Labordiagnostik im Alter
Die Labordiagnostik im Alter liefert weniger klare Aussagen als im jüngeren Lebensalter:
- T4 → T3-Konversion ist im Alter vermindert
- Thyroxinbedarf ist im Alter erniedrigt
Dadurch liegt das Niveau der Normwerte von fT3 und fT4 im Alter niedriger, sodass bereits die Konstellation einer subklinischen (latenten) Hyperthyreose mit hochnormalen peripheren Hormonserumspiegeln im Individualfall eine manifest hyperthyreote Stoffwechselsituation bedeuten kann.
Labordiagnostik bei Verdacht auf ein thyreotoxisches Koma
Laborparameter 1. Ordnung – obligate Laboruntersuchungen
- TSH (Thyreoidea-stimulierendes Hormon), fT3 (freies Trijodthyronin), fT4 (freies Thyroxin)
- Typischer Befund einer Hyperthyreose (Schilddrüsenüberfunktion): supprimiertes TSH, fT4 [↑], fT3 [↑]
- Wichtig: das klinische Bild ist entscheidend (Fieber, kardiale Symptome wie Tachykardie (Herzrasen) oder Vorhofflimmern (Herzrhythmusstörung), zentralnervöse Symptome (Störungen des Nervensystems) bis Bewusstseinsstörung (Bewusstlosigkeit)).

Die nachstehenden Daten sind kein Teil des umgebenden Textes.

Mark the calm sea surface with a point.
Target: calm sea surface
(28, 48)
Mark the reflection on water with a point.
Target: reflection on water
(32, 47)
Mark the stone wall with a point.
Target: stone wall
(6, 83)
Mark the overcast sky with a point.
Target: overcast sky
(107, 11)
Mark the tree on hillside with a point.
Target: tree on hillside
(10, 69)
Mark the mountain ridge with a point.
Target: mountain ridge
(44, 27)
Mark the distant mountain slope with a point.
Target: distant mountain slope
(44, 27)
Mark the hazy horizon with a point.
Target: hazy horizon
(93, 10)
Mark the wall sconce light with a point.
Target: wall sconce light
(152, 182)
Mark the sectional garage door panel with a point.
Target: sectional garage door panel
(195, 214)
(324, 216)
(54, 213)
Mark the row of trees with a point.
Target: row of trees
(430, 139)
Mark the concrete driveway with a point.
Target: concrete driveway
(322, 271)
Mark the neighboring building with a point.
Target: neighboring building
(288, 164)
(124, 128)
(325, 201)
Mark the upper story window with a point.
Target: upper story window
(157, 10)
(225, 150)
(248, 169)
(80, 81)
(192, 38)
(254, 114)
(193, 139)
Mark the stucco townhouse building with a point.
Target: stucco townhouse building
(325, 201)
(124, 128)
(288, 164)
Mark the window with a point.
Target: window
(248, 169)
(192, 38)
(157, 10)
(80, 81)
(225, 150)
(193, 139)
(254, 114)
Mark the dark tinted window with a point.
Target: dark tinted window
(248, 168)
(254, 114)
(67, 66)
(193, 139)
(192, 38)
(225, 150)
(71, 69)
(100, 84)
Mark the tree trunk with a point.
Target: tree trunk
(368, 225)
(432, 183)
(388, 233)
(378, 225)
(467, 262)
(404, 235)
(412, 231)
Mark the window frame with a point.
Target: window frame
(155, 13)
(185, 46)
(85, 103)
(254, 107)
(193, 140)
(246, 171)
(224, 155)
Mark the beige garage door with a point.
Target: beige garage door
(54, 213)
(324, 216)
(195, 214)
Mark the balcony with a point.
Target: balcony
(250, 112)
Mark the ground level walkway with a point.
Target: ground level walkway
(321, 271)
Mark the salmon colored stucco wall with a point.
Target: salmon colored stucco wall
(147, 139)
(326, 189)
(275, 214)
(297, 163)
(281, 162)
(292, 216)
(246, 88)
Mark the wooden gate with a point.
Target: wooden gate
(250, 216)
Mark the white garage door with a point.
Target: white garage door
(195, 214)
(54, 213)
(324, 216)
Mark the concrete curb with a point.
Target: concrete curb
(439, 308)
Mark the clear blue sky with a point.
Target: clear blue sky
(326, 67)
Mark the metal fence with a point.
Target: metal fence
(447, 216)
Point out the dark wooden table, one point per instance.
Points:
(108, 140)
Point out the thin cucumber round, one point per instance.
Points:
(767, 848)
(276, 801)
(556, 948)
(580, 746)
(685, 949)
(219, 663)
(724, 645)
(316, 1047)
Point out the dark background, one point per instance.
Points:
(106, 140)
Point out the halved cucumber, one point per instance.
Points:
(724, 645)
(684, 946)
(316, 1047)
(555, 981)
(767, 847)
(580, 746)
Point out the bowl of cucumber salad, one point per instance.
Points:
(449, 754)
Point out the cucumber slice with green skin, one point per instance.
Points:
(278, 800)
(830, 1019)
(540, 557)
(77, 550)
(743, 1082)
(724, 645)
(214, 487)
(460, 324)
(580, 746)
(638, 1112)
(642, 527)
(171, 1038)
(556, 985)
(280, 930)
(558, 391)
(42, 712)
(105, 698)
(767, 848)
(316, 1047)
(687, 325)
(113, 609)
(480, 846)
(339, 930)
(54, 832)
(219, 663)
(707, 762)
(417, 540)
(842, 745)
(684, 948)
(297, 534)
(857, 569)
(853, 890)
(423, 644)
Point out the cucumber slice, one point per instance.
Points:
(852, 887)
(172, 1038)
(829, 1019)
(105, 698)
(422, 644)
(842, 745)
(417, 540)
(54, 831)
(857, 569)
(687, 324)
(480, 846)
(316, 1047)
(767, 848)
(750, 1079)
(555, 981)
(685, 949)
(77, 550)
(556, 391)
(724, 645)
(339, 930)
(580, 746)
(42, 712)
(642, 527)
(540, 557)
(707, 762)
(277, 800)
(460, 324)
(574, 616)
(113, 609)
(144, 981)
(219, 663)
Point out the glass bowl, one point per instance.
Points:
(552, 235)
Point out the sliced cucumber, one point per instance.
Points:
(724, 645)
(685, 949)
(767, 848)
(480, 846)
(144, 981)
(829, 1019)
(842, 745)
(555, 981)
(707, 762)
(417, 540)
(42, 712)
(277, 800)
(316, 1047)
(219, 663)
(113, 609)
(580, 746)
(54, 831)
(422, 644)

- Cave: Überlappung mit NTIS (Non-Thyroidal-Illness-Syndrom, auch „Low-T3-Syndrom“) im Rahmen schwerer Erkrankungen → periphere Schilddrüsenhormone können im Normbereich liegen.
NTIS – typische Veränderungen
- zentrale Hypothyreose (Schilddrüsenunterfunktion durch Anpassung der Hirnanhangsdrüse) – Low-TSH-Syndrom
- gestörte Bindung von Schilddrüsenhormonen an Plasmaproteine (Transporteiweiße im Blut)
- verminderte T3-Synthese (Trijodthyronin-Bildung) bei gleichzeitiger gesteigerter Konversion von T4 (Thyroxin) zu rT3 (reverses Trijodthyronin) und 3,5-T2 (3,5-Diiod-L-thyronin)
- Kleines Blutbild – Leukozytose (erhöhte weiße Blutkörperchen) oder Leukopenie (verminderte weiße Blutkörperchen)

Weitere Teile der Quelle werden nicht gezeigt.